How The ‘Shh Factor’ Makes It Harder To Access Menstrual Hygiene

Posted by Sonali
April 30, 2017

Self-Published

This story is a part of Youth Ki Awaaz’s campaign #IAmNotDown to spread awareness on menstrual hygiene and start a conversation on how sanitary pads can be made more affordable. If you have an opinion on how we can improve access to menstrual hygiene products, write to us here.

I want to cry and shout due to these frequent cramps. I am feeling so uneasy and people keep on asking why are you sounding so irritated. I am spending the half day in the washroom. It’s making me sick. The family and friends are nagging like the pain in my neck. Didn’t they study anything about ‘PERIODS’ in school? Shhhh….I mean, girl’s problem. Why are we facing additional periods problems like unhygienic lifestyle and several practices such as ‘don’t touch the pickle’, ‘don’t worship (that I anyway, don’t do)’? Is it our destiny until our menopause? I hope we know about menopause…do we?
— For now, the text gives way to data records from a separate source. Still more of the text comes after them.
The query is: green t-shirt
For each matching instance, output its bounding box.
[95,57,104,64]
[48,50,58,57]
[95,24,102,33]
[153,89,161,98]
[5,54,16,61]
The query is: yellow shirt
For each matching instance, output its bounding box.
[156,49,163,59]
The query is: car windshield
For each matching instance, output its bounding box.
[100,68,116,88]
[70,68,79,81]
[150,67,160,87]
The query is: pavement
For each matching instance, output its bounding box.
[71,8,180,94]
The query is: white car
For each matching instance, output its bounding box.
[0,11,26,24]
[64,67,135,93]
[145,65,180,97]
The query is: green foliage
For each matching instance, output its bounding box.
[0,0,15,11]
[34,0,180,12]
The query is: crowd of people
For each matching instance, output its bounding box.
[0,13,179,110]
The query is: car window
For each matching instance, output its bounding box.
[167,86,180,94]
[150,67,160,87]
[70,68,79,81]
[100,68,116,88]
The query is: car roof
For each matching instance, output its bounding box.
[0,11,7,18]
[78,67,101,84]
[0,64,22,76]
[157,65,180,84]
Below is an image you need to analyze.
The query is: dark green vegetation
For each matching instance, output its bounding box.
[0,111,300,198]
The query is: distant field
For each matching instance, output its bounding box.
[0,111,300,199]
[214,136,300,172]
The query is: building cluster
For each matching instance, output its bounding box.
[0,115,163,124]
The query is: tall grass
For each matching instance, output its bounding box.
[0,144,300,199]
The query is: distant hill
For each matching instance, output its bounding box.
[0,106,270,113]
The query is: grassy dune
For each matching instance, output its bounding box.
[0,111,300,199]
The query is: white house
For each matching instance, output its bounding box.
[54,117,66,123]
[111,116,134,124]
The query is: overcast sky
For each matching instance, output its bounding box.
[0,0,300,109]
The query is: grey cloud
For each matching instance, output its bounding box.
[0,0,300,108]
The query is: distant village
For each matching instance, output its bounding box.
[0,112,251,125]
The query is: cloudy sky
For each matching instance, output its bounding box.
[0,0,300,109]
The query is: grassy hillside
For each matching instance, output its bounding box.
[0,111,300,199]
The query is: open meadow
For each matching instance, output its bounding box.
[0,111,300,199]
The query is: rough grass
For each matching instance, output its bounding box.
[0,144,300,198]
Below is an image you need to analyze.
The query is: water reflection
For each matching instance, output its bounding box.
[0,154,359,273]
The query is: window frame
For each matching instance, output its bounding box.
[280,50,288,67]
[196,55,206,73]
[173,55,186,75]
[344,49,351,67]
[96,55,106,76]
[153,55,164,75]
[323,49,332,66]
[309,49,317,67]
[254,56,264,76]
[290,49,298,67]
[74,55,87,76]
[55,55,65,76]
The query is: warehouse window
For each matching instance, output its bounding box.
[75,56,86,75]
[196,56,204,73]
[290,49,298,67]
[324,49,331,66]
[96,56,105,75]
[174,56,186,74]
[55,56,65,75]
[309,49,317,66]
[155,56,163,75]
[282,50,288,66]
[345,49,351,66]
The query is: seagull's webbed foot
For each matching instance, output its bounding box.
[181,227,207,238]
I doubt.

Do we know around 50% of Indian population lacks the access of menstrual hygiene products and awareness? Out of the 355 million menstruating Indian women, the access to sanitary napkins is only to 12% of them. Yes, the lack of awareness about menstrual hygiene and the related taboos have made us more vulnerable. When I had my first periods I knew nothing about it and informed my mother to take me to the doctor as I felt I was suffering from an unknown disease.
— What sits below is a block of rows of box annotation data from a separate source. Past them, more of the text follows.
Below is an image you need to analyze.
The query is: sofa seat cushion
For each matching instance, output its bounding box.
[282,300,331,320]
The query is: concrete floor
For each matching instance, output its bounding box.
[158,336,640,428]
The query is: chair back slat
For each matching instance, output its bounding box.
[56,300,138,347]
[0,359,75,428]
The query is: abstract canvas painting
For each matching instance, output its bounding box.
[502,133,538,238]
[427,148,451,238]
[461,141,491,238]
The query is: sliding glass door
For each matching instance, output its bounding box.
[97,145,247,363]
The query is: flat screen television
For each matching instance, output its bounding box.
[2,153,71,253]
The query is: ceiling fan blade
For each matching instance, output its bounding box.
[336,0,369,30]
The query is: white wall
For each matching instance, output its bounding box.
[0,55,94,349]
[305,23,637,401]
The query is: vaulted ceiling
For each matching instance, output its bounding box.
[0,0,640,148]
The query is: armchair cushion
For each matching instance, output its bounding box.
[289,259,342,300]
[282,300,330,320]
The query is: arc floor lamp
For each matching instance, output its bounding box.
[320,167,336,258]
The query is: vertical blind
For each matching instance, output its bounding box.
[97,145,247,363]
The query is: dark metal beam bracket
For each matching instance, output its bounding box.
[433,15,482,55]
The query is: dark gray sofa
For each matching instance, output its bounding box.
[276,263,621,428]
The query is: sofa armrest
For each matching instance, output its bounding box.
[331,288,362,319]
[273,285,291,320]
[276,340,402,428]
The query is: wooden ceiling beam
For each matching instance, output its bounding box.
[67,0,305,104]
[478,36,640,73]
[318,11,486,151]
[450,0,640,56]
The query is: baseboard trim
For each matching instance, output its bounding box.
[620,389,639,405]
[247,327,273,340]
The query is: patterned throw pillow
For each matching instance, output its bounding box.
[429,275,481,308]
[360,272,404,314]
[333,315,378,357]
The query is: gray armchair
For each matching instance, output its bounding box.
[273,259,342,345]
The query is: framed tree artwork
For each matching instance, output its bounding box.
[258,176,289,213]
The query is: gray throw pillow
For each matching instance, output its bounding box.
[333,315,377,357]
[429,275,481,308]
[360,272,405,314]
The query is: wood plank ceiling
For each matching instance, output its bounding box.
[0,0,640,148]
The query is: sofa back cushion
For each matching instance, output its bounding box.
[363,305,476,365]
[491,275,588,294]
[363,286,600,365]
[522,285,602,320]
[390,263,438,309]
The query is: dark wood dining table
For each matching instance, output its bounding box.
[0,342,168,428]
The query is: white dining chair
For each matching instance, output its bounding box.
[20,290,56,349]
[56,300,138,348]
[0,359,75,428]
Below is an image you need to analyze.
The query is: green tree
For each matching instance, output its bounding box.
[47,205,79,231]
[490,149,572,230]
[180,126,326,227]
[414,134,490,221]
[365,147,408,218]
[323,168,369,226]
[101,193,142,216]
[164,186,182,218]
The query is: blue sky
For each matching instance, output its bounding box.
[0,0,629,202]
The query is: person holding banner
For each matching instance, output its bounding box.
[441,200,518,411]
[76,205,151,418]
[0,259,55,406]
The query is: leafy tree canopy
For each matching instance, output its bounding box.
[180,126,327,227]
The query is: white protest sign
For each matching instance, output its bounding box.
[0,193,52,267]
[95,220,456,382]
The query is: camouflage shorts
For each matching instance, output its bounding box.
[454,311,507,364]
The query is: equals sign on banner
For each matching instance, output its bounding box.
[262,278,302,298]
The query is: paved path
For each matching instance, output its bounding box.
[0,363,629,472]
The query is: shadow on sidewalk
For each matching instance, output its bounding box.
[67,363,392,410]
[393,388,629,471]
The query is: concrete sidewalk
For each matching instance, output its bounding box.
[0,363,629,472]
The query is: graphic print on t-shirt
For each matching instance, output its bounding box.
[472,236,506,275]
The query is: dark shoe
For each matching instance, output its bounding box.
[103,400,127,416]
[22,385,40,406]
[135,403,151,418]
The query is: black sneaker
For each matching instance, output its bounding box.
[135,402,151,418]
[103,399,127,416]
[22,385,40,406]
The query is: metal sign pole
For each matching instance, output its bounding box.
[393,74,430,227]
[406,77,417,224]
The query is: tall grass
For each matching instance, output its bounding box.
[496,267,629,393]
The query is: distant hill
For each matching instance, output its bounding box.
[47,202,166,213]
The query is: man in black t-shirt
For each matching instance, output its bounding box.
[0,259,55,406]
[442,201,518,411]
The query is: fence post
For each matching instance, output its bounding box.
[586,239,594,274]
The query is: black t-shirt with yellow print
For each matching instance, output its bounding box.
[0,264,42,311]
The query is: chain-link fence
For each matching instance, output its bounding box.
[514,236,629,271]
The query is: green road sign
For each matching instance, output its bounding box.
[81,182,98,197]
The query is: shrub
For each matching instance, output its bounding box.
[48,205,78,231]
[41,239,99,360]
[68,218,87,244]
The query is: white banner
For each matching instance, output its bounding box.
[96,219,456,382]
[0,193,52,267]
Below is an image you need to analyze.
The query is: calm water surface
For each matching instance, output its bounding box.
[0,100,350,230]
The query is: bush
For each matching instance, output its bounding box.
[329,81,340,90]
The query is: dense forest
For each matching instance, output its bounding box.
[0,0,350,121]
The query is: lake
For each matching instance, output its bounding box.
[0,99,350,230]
I was never given any information about it. It was not completely my family’s fault. I belong to a very small town of Bihar, world-famous for its paintings, Madhubani but the society did not prefer to talk about it, a few years back. There was always a shhhh factor surrounded with the whole idea of menstruation. My mother learned that culture from her mother and used it on me as well because there was no one around her to tell her that as you know it’s a natural process, so, it should not be forbidden in our conversation.
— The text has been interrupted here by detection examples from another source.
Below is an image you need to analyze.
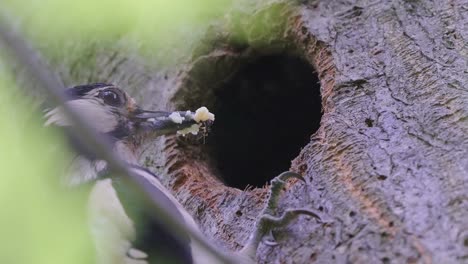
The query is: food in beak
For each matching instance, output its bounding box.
[135,106,215,135]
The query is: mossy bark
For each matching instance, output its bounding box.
[35,0,468,263]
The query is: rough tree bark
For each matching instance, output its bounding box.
[34,0,468,263]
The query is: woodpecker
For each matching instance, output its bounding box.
[45,83,320,264]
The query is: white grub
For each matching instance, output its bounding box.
[169,112,184,124]
[193,106,214,123]
[177,124,200,136]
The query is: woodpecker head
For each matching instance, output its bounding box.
[45,83,214,144]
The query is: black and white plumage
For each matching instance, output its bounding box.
[45,83,219,264]
[45,83,320,264]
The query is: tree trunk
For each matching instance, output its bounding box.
[39,0,468,263]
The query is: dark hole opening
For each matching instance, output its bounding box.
[206,55,322,189]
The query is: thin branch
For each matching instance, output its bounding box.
[0,14,234,263]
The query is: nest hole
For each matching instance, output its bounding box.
[205,55,322,189]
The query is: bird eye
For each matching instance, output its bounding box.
[99,90,122,106]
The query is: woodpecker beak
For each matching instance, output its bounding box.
[131,109,197,136]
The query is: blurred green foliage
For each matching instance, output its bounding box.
[2,0,232,64]
[0,65,93,264]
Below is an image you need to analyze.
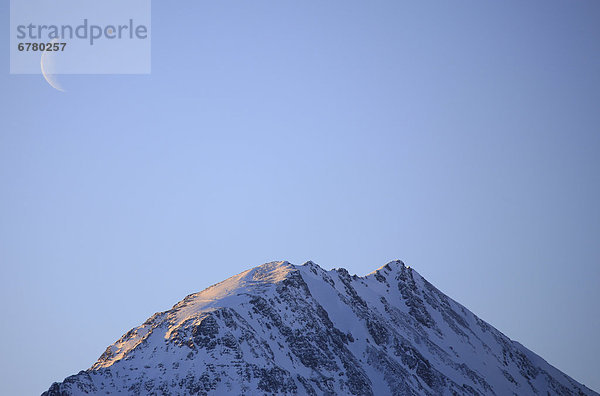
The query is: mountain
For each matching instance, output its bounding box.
[43,261,598,396]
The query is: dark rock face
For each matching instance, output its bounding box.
[44,261,597,395]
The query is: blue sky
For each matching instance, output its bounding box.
[0,0,600,394]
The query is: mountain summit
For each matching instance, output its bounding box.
[44,261,598,396]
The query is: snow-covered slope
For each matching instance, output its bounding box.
[44,261,598,395]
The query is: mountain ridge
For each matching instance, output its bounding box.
[44,260,598,395]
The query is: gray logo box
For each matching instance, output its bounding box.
[10,0,152,75]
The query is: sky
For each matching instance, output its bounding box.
[0,0,600,394]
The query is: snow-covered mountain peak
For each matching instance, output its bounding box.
[46,260,598,396]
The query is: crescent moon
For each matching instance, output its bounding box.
[40,39,65,92]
After my first periods, my family waited for my elder sister to come back from her hostel for vacations to explain it to me. I felt very awkward. A few years later, I started having the conversation with my mother about it because I feel no one can better understand me than my mother so, I don’t need to depend on others for that and that practice has helped my mother to be comfortable about it too.

Now, how many of us know about ‘HEAT CYCLE’? Don’t relate it with Delhi’s scorching summer. Yes, my friend, Khushi’s Pugu even doesn’t need to feel down just like I don’t feel down at all. Pugu is her toy breed female pug. One day, she started having cramps and was not eating anything. It went for a whole day. Khushi decided to take her to the doctor then she came to know that Pugu started menstruating at 6 months only which should ideally happen after she turned one. It was scary for her but later, doctor explained that this is becoming common among dogs. After her first Heat Cycle, she again had it back within 3 months which was not a good sign because their cycle comes once or twice a year. They don’t bleed for 4 to 7 days like us. They normally bleed for almost 18 days which is variable according to their breed. They face stomach cramps and mood swings and prefer to be in their comfort zone and don’t feel like playing.

Pugu posing for Shutterbug

Our Pugu also uses the sanitary napkin as it’s good to practice a hygienic lifestyle to keep her away from the uneasy life and diseases. I often think about those who are not aware of the Heat Cycle and have an animal and more than them, I think about the stray animals who gets none of these facilities- No sanitary napkins, no doctor’s assistance, and no pain killers.

But for them even, the voice should be #IAmNotDown just like it is for you and me- #IAmNotDown. I don’t have time to think about how societal discourses has made periods or stains, for the matter of fact, humiliating because I and Pugu feel the pain, discomfort, irritation and mood swing but not down.